Passage of the Labyrinth Captcha on Javascript
There is a not very well-known browser game. The gameplay in it is very simple and monotonous, which contributes to the appearance of bots. To combat them, a captcha was introduced into the game, occasionally crawling out during battle. 50 seconds are given for guessing, if you guess for 20, then they will give an additional bonus. Captcha two types: "Guess the pony" and "Pass the labyrinth". I didn’t usually have problems with guessing ponies, but going through a maze in 20 seconds is not always a trivial task. And I thought, is it possible to write Userscript, which would independently go through the maze and tell me the correct answer ...
The first thing to start with is gathering information. We cause the maze to appear, climb into the source code, and see what is there and how. There we find the inserted image, and we learn two things: first, the image is on the same domain as the toy itself. This makes it easy to work with canvas.
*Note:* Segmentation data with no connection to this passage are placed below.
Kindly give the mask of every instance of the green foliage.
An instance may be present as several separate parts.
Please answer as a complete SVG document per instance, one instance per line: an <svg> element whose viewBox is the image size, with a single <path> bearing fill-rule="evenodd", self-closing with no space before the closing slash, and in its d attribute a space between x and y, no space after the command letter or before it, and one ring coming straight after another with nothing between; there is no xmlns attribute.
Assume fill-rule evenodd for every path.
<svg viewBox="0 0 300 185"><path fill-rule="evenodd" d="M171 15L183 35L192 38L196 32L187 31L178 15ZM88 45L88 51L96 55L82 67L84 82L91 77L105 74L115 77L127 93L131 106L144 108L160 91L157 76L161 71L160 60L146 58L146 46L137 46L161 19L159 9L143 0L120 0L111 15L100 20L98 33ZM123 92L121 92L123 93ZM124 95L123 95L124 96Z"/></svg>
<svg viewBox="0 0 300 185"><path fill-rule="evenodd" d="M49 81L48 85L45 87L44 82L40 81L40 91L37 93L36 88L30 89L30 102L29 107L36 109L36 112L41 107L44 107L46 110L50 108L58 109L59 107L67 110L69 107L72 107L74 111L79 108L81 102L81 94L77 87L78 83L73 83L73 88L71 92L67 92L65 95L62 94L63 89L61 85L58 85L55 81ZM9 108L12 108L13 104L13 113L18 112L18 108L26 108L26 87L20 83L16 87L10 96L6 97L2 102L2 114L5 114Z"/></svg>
Secondly, it is in the form with id = "riddleform", which is the first image. In the same form is another image.
Disclaimer: jQuery is used in the script. Throwing boots optional; I know that connecting jQuery in order to pull out one image is not a good use of it. The fact is that this script was planned as part of another, in which jQuery was already used.
Start writing code
')
As a result, we have the variable data, in which the image is loaded. We stop. We begin to collect images of mazes and save them.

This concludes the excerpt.